Je m’y refuse. Et je ne suis pas la seule, puisque des parlementaires de tous bords ont fait entendre à chaque fois que l’occasion leur en a été donnée leur opposition à un tour de force juridique.
Le piège s’est refermé sur ce gouvernement qui, à force d’arguments de circonstance, est conduit à persévérer dans une voie sans issue. Parce qu’assumer de mettre fin à l’état d’urgence nécessite beaucoup de courage. Nous étions nombreux à exprimer cette juste crainte dès sa deuxième prorogation : quel gouvernement osera mettre fin à l’état d’urgence ou le laisser expirer ? Je le disais déjà le 19 novembre, lorsqu’il nous était proposé de proroger l’état d’urgence pour trois mois : l’état d’urgence temporaire ne saurait ouvrir la voie à l’état d’exception permanent. L’acceptation de la prorogation de l’état d’urgence ne vaut pas quitus mais s’inscrit dans un contexte précis et ne vaut que pour celui-ci.

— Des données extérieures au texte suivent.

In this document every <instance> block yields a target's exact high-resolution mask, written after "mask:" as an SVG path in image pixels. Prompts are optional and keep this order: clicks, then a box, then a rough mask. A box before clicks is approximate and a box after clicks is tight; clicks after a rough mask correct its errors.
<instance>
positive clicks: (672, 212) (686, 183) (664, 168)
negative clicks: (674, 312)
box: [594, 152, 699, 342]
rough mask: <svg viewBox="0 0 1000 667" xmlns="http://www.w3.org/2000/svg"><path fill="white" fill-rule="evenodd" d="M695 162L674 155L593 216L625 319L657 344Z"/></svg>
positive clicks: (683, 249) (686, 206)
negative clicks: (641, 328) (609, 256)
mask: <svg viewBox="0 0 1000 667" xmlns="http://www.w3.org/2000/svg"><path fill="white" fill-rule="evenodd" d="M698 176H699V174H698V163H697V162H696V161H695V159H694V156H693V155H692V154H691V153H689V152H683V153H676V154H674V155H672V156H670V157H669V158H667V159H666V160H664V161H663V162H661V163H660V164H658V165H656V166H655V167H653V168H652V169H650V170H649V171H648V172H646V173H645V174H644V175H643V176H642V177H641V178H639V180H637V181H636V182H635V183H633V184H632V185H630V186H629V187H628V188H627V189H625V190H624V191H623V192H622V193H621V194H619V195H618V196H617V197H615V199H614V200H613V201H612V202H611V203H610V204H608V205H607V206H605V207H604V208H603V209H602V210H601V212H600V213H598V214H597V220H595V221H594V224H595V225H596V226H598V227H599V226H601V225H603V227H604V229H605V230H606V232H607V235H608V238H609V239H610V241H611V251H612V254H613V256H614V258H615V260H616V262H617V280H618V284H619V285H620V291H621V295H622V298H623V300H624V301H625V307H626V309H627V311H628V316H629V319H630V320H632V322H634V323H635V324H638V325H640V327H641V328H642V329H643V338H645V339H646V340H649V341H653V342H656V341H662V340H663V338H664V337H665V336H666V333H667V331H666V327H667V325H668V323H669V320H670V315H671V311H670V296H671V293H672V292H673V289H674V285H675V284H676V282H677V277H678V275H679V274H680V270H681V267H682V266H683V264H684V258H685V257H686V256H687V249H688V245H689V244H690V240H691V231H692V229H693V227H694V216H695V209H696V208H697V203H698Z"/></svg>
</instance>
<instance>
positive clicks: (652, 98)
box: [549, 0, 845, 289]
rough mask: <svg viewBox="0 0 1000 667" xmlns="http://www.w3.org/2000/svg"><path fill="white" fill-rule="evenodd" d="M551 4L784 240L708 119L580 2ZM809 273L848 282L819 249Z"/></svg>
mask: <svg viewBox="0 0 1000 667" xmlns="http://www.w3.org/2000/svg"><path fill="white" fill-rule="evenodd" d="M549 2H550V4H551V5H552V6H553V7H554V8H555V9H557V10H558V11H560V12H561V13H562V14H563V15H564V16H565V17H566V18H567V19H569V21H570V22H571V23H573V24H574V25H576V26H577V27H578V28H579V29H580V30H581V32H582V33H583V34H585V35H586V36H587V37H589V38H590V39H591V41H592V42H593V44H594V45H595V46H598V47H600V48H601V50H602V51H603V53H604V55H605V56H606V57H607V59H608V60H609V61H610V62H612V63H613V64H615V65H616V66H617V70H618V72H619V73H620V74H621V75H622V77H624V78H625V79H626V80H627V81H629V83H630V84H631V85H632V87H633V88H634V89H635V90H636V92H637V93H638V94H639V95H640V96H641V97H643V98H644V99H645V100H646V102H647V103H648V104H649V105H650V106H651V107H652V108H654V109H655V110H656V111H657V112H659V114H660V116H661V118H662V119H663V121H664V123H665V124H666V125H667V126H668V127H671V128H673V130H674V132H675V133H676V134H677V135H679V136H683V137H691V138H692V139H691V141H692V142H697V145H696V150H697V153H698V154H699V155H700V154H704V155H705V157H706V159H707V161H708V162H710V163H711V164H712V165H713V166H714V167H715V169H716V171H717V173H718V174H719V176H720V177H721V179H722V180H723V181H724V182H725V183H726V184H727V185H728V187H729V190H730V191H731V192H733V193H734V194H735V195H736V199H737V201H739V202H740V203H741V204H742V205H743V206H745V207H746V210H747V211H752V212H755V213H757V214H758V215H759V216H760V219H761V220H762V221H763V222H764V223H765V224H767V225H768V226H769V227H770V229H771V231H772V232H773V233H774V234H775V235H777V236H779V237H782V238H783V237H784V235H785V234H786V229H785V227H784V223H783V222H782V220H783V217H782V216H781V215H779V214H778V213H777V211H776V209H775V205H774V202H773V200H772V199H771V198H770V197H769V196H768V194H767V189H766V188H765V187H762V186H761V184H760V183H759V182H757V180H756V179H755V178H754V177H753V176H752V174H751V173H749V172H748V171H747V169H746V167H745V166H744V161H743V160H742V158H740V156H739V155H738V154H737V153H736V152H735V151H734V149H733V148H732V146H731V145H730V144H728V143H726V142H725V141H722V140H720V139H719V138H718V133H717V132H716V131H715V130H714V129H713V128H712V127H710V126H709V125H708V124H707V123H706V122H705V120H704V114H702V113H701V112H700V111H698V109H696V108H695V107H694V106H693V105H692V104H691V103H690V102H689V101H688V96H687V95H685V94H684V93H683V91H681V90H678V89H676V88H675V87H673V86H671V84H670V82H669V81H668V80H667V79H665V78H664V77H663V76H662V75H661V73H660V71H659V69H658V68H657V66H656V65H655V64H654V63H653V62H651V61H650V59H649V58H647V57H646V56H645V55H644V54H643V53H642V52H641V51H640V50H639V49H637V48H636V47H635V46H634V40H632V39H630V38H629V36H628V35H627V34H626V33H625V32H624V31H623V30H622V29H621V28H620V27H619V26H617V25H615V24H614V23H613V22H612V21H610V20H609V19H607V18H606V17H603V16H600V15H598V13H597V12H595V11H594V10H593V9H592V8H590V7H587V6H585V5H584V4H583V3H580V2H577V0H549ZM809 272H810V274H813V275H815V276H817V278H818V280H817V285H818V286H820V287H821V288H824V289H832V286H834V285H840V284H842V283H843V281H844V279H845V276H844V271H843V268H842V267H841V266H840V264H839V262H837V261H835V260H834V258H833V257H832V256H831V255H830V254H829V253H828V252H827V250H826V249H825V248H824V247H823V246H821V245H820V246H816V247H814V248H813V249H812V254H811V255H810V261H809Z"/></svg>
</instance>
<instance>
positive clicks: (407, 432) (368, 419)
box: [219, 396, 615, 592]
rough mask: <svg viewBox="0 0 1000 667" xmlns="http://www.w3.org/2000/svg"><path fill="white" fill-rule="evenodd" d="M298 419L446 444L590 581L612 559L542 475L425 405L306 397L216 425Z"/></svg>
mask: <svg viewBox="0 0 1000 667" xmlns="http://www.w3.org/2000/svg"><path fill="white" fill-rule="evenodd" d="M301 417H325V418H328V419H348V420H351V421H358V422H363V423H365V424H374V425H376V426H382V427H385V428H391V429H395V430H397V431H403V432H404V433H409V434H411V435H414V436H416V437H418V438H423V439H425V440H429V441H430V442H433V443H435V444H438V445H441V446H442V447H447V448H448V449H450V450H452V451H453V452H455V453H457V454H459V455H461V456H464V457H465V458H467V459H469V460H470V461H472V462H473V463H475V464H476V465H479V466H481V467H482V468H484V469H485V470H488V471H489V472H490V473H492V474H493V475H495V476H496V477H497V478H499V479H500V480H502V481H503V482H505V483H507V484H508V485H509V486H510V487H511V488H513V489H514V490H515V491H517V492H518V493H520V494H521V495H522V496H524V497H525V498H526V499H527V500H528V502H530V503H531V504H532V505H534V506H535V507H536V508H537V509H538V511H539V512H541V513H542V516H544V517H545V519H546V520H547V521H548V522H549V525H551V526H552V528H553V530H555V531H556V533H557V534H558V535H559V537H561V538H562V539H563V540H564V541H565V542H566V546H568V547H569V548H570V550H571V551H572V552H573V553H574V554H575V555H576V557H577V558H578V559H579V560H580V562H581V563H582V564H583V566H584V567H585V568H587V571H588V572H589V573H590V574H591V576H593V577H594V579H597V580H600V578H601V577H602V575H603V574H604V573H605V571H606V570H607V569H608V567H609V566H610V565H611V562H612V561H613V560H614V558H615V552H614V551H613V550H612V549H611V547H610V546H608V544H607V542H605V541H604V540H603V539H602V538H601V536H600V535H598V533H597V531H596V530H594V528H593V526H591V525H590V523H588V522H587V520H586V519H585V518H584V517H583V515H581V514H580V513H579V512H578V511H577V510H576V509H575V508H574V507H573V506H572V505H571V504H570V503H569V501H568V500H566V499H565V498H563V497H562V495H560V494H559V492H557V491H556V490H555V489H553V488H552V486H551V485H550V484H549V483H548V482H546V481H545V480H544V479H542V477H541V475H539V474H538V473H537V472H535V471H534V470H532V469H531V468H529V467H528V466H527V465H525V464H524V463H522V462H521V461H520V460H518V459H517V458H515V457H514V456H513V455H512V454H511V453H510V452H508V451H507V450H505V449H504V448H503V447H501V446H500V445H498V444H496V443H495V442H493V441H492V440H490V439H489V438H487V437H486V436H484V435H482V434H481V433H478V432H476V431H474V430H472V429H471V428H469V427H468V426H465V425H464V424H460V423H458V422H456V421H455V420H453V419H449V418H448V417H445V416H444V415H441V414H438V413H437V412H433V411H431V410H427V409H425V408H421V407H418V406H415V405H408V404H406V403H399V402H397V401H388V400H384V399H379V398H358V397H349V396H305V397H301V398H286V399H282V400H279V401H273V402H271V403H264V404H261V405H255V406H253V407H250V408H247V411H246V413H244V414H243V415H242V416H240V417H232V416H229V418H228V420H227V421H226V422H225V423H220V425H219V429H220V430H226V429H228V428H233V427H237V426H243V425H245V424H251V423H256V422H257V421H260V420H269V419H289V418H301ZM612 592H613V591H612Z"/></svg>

Ce contexte est terminé. Et nous avons tous pu constater, suite à l’effroyable massacre de Nice et à l’assassinat du Père Hamel à Saint-Étienne-du-Rouvray, que l’état d’urgence n’avait pas empêché l’horreur. L’état d’urgence, aussi strict et répressif soit-il, n’empêche en rien que des individus habités par la haine, le ressentiment ou la folie, quand les trois ne les habitent pas en même temps, ne commettent des massacres qui nous révulsent et blessent à jamais notre mémoire collective.
À l’inverse, nous savons aujourd’hui que l’état d’urgence a visé et touche toujours aujourd’hui des personnes sans lien avec les mouvances terroristes : nous avons vu depuis novembre que l’état d’urgence a servi à museler les contestations sociales ou ceux qui luttaient contre le réchauffement climatique.